Joining The Daily is inherently temporary. It’s a four-year timeframe, max. I tried to make the most of my time here, doing everything from copy to arts and entertainment to managing roles. Of course I learned a lot, but unsurprisingly, working in whatever position wasn’t what made me feel fulfilled. It was the people I met and loved. Cliche, I know.
We feasted on vending machine snacks in the dead of night and went through an insane amount of Dum Dums. We shivered in the cold to get footage of community events, we queued for countless theatre performances to cover and we met at cafes to chip away at draft after draft after draft. The halls of the newsroom have heard me pour my heart out to friends between edit rounds. Even the long walk from the newsroom in Norris University Center to our dorms at 2 a.m. some nights felt more like an adventure when we were together.

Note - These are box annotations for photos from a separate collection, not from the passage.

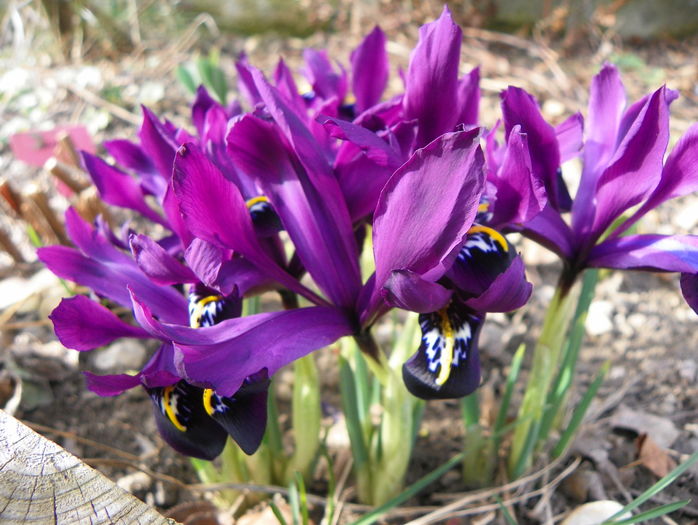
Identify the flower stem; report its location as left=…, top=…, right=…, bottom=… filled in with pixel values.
left=509, top=276, right=579, bottom=478
left=286, top=354, right=321, bottom=483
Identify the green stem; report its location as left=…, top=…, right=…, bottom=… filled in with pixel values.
left=286, top=354, right=321, bottom=481
left=509, top=279, right=579, bottom=474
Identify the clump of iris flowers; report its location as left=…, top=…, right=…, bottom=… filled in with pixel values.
left=39, top=9, right=698, bottom=504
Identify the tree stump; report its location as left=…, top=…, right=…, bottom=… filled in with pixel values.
left=0, top=410, right=175, bottom=525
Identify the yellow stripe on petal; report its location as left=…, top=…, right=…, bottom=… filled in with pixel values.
left=189, top=295, right=221, bottom=328
left=436, top=308, right=456, bottom=386
left=245, top=195, right=269, bottom=210
left=204, top=388, right=216, bottom=416
left=468, top=226, right=509, bottom=252
left=162, top=385, right=187, bottom=432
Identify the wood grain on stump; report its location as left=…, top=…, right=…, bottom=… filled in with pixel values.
left=0, top=410, right=174, bottom=525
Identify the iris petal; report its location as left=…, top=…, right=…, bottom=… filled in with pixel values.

Good people make good content. When The Daily works as a team, it’s beautiful. From the editors above that pitched in to help, to the hardworking assistants making things happen, to the devos that rose ranks, to all the reporters contributing quality reporting, to the communities we cover — it was always about the people.
My loved ones, in and outside of The Daily, kept me going. Keep people close to you and lean on them. Because while everything around you changes, they’re the one cherished constant.
The inside jokes scribbled on the whiteboards will get wiped away, and the purple couches outside the newsroom have been replaced. Each new round of editors adds to the mess of paper tacked onto the wall and tweaks the decor. Even the edit board masthead changes quarter after quarter, people coming and going and graduating and moving on. Being just a blip in The Daily’s history feels like it meant something big, despite the impermanence.
It was hard leaving The Daily. Even after swearing I was “retired” after my junior year, I returned in the fall as a video assistant to spend time with a close friend who was about to graduate early. The Daily has a unique pull, and the people who commit their time have a dedication like no other — just look at how many senior reflections are in this graduation issue.